Let's use the word "condensation" rather than dew and see if we can make this make sense.
If we take two pizza pans out of the oven, one a metal sheet, and the other a Pyrex sheet, we know that the pizza will still be warm 30 minutes latter on the Pyrex sheet, because glass stores the heat much better than metal.
Now the same theory works in reverse. If you have a cold mirror in the garage, it takes a very long time for it to "warm up" along with morning's rising ambient temperature.
If you take a 45° F beer out of the garage refrigerator, it immediately gets covered in condensation. Guess what happens when you take a mirror that cooled down to 45° during the night and expose it to the morning air? Yes, the same condensation.
Why doesn't the secondary mirror dew up in the morning? Because the secondary mirror is a relatively small amount of glass, so it quickly keeps up with the rising morning temperature.
The primary is a heavy (sometimes 200 pound) chunk of glass, it takes a long time to cool and a long time to warm up.

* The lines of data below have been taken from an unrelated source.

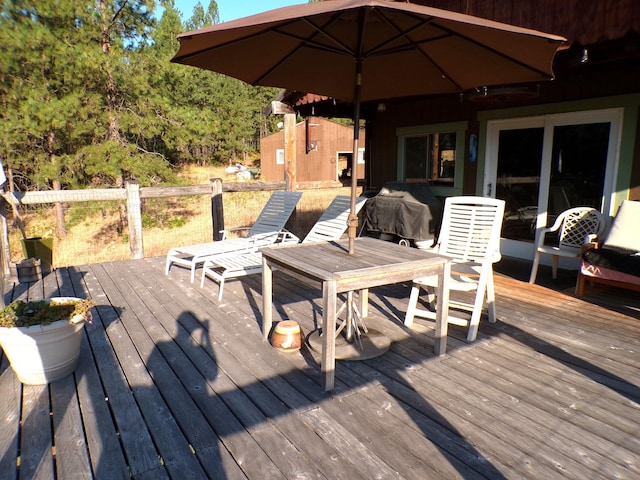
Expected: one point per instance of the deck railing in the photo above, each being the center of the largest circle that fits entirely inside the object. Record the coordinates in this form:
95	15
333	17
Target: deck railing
132	195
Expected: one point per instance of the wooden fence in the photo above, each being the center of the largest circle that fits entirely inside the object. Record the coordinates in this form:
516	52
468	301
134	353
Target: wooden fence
132	195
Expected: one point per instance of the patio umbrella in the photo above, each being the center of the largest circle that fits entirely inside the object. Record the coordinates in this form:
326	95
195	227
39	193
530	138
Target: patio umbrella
366	50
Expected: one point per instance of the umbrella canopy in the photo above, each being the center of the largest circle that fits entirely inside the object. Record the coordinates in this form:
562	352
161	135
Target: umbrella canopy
365	50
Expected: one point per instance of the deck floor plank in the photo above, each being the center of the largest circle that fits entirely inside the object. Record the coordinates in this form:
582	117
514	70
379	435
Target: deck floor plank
174	384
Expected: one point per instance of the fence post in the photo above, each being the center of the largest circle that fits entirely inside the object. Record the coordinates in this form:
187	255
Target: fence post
134	219
217	210
5	272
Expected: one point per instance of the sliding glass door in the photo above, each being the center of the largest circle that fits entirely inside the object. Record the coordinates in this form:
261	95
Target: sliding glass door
544	165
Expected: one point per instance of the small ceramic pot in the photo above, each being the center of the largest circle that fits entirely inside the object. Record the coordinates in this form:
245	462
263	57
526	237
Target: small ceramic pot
287	336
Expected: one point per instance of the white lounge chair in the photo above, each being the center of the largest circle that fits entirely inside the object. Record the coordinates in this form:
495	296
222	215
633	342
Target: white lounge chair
267	230
330	226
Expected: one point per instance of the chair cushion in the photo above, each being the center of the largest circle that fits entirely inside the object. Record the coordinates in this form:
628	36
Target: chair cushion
621	260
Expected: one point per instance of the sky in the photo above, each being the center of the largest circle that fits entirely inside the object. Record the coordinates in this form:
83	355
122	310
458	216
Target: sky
232	9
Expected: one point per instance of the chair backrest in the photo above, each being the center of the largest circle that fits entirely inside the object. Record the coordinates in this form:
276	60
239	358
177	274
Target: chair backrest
471	228
333	222
275	213
577	224
624	229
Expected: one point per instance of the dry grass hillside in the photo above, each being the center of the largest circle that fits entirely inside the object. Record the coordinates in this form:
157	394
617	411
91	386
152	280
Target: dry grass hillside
96	232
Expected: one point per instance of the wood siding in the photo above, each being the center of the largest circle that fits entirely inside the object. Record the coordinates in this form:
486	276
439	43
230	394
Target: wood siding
318	164
580	21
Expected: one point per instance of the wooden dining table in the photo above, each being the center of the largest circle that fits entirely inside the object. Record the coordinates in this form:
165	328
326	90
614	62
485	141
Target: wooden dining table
374	263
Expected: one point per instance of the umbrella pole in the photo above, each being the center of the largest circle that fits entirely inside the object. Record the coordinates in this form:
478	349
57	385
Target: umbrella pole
353	217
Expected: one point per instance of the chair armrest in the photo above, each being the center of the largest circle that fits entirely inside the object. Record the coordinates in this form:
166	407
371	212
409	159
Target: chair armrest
234	229
287	237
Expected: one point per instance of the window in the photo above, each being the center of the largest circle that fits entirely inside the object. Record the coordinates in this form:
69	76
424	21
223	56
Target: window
433	155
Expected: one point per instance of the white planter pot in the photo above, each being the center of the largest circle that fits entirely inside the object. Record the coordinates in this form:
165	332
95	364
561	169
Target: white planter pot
42	354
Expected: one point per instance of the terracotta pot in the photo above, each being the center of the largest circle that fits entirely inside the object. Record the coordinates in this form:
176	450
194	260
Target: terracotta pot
287	336
43	353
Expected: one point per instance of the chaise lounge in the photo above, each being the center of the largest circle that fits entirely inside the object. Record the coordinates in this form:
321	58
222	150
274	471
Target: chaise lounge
616	261
267	230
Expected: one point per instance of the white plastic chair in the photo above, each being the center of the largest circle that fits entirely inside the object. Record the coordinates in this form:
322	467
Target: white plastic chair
470	235
330	226
576	227
267	230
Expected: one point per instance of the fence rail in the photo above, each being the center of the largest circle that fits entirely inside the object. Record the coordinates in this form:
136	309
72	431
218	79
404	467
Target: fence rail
132	195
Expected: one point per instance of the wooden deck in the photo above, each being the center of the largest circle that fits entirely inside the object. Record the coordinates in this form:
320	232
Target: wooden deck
169	382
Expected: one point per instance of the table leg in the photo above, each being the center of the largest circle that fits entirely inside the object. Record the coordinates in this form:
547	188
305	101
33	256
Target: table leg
267	298
442	310
328	365
363	297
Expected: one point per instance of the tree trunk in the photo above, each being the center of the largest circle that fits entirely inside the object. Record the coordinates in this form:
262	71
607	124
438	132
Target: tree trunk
61	228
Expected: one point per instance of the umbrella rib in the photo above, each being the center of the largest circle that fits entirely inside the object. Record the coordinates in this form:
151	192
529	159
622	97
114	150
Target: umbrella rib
307	43
378	49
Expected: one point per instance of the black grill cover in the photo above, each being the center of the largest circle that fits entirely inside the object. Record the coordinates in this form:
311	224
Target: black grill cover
408	210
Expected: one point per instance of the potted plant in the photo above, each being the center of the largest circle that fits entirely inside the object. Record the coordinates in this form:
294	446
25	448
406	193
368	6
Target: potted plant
42	338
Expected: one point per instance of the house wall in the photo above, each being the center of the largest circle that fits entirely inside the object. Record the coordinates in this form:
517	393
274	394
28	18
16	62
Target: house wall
320	163
616	87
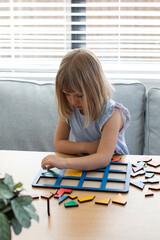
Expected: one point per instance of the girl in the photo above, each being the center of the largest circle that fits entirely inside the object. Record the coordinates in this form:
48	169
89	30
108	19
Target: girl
86	111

This is often called the "Flywheel Effect".
Let's recap: The Primary mirror becomes very cold in the garage during the night. As the morning temperatures rise, the Primary lags far behind; still cold from the night. Condensation forms on the cold mirror in the morning hours. The condensation mixes with dust and pollution on the surface of the mirror and becomes acidic. The acid eats through the incredibly thin aluminum coatings.
Many customers have never seen this condensation, because it has evaporated by the late afternoon. If you wanted to see it, check the primary around 10am.
How to prevent this from occurring:
Place a 15w lightbulb, dew chaser, or even reptile heater on the floor of the rocker box - under the primary mirror. This will keep the Primary just barely warm enough to not form condensation.
If you put the dew chaser on a timer (let's say from 4am to 11am), it will heat the mirror during the dewy morning hours, but let the mirror cool down for quick use in the evening (and save some electricity).
At a star party, aim the mirror cell East when you tie down for the night. The rising sun's rays will help warm the mirror from behind. If you have any portable 12v fans, aim their airflow at the face of the mirror.
If you still get some condensation, rinse with distilled water.